不妊治療、やめました。~ふたり暮らしを決めた日~【電子書籍】[ 堀田あきお ]

価格:648円
(2017/6/1 21:48時点)
感想(2件)


不妊治療は始めることも決断がいるし、なかなか難しいことだと思う。しかし、不妊治療をやめることはもっと難しい。

先日、元バレーボール選手の益子直美さんが不妊治療を経験し、45歳という期限を決めてきっぱりと治療を止めたというニュースがありました。年齢という期限を決めるのは1つの手だと思います。

不妊治療を続けるか否か、そんな岐路に立っている人は必見の本、というか漫画です。(20分くらいで読めます)。基本的にはコミカルタッチで、深刻な雰囲気は全くありません。

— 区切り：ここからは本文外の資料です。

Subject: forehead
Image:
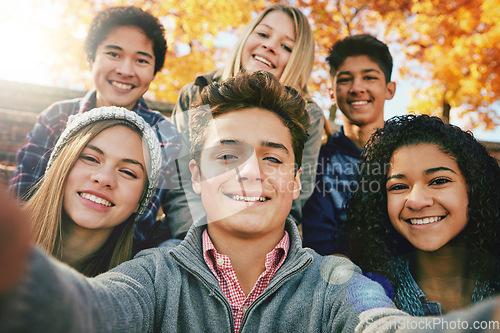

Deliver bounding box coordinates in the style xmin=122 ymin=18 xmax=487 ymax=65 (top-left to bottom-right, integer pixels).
xmin=87 ymin=125 xmax=142 ymax=151
xmin=389 ymin=143 xmax=461 ymax=174
xmin=99 ymin=25 xmax=153 ymax=48
xmin=336 ymin=55 xmax=382 ymax=75
xmin=200 ymin=108 xmax=292 ymax=151
xmin=256 ymin=10 xmax=295 ymax=40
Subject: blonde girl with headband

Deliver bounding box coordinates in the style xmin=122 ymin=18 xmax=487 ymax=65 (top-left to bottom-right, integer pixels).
xmin=167 ymin=5 xmax=324 ymax=238
xmin=24 ymin=106 xmax=161 ymax=276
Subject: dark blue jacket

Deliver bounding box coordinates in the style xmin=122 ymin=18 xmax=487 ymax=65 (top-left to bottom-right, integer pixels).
xmin=302 ymin=127 xmax=361 ymax=255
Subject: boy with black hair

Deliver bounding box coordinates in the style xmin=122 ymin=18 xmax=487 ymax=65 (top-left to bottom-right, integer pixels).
xmin=9 ymin=6 xmax=180 ymax=249
xmin=0 ymin=72 xmax=498 ymax=332
xmin=303 ymin=35 xmax=396 ymax=255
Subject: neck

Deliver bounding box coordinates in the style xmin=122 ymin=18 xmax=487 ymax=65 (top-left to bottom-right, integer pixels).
xmin=61 ymin=214 xmax=113 ymax=266
xmin=207 ymin=222 xmax=284 ymax=295
xmin=343 ymin=118 xmax=384 ymax=149
xmin=410 ymin=241 xmax=476 ymax=312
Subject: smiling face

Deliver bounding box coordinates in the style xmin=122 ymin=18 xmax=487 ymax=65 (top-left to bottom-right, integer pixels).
xmin=190 ymin=109 xmax=300 ymax=241
xmin=386 ymin=143 xmax=469 ymax=251
xmin=241 ymin=10 xmax=295 ymax=79
xmin=63 ymin=126 xmax=147 ymax=233
xmin=90 ymin=26 xmax=155 ymax=110
xmin=332 ymin=55 xmax=396 ymax=128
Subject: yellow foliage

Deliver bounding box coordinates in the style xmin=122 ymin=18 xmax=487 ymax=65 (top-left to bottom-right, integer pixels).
xmin=34 ymin=0 xmax=500 ymax=127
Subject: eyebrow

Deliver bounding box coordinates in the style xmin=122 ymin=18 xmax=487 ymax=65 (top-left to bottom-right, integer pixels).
xmin=219 ymin=139 xmax=290 ymax=154
xmin=85 ymin=145 xmax=146 ymax=171
xmin=337 ymin=68 xmax=382 ymax=76
xmin=260 ymin=23 xmax=295 ymax=42
xmin=387 ymin=167 xmax=457 ymax=180
xmin=105 ymin=44 xmax=153 ymax=59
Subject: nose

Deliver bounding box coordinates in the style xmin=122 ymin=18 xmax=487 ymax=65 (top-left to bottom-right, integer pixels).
xmin=237 ymin=153 xmax=262 ymax=182
xmin=90 ymin=167 xmax=116 ymax=188
xmin=116 ymin=58 xmax=134 ymax=76
xmin=405 ymin=185 xmax=434 ymax=211
xmin=262 ymin=38 xmax=278 ymax=53
xmin=349 ymin=77 xmax=366 ymax=94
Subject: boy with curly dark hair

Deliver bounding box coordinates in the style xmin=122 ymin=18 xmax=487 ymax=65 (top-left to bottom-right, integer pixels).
xmin=302 ymin=35 xmax=396 ymax=255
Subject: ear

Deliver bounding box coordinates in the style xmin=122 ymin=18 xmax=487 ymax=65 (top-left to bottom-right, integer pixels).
xmin=385 ymin=81 xmax=396 ymax=100
xmin=293 ymin=168 xmax=302 ymax=200
xmin=87 ymin=58 xmax=94 ymax=70
xmin=328 ymin=85 xmax=335 ymax=104
xmin=189 ymin=160 xmax=201 ymax=194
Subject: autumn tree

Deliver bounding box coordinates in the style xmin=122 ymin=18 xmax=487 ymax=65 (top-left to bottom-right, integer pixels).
xmin=38 ymin=0 xmax=500 ymax=128
xmin=370 ymin=0 xmax=500 ymax=129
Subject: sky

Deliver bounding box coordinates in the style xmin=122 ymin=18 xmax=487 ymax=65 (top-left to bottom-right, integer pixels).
xmin=0 ymin=0 xmax=500 ymax=142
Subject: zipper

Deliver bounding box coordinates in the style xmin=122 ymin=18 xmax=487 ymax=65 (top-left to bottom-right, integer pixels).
xmin=240 ymin=258 xmax=312 ymax=332
xmin=170 ymin=252 xmax=234 ymax=332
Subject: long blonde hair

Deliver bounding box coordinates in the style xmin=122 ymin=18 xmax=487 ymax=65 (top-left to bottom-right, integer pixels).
xmin=221 ymin=5 xmax=314 ymax=97
xmin=24 ymin=119 xmax=148 ymax=276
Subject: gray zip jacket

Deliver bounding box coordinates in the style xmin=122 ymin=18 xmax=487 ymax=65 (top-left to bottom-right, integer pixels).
xmin=0 ymin=220 xmax=493 ymax=333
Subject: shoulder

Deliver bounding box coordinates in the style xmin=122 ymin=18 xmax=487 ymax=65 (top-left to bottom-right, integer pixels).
xmin=40 ymin=98 xmax=81 ymax=121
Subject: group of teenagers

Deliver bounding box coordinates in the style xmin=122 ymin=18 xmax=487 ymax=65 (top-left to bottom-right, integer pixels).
xmin=0 ymin=5 xmax=500 ymax=332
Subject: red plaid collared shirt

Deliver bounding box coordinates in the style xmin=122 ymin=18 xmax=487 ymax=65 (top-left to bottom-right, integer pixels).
xmin=202 ymin=229 xmax=290 ymax=332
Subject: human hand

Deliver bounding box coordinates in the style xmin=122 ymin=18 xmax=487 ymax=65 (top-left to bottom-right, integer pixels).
xmin=0 ymin=186 xmax=31 ymax=295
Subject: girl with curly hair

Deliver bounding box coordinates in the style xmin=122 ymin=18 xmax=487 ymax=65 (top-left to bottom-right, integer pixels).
xmin=345 ymin=115 xmax=500 ymax=316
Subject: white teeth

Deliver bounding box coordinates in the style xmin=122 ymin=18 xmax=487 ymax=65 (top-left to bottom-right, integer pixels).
xmin=351 ymin=101 xmax=368 ymax=105
xmin=231 ymin=194 xmax=266 ymax=202
xmin=79 ymin=193 xmax=113 ymax=207
xmin=254 ymin=56 xmax=272 ymax=67
xmin=111 ymin=81 xmax=132 ymax=90
xmin=410 ymin=216 xmax=440 ymax=224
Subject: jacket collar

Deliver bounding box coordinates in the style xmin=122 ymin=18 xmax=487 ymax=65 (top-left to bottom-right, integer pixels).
xmin=170 ymin=217 xmax=312 ymax=286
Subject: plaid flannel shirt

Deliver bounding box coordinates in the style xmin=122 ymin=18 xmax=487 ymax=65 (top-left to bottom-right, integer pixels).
xmin=201 ymin=229 xmax=290 ymax=333
xmin=9 ymin=90 xmax=180 ymax=249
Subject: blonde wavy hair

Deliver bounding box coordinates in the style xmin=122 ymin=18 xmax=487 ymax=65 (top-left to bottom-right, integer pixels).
xmin=24 ymin=119 xmax=148 ymax=276
xmin=221 ymin=4 xmax=314 ymax=97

そして、私のような不妊治療を経験した人でも、経験者しか分かり得ないエピソードだらけで、非常に面白い。感動シーンも多々あり、僕は泣きました。号泣でした。

 

 

以下、あらすじです。ネタバレ含むので、あらすじを知りたくない人は、読まないでください。

不妊治療スタート

著者である堀田あきおさんは漫画家(wikipedia参照)で奥さんは漫画原案者の夫婦です。旦那さん35歳、奥さんが29歳の時に結婚。おそらく推定だが1990年頃なので、2017年現在の最先端の不妊治療事情とは少し異なるのかもしれません。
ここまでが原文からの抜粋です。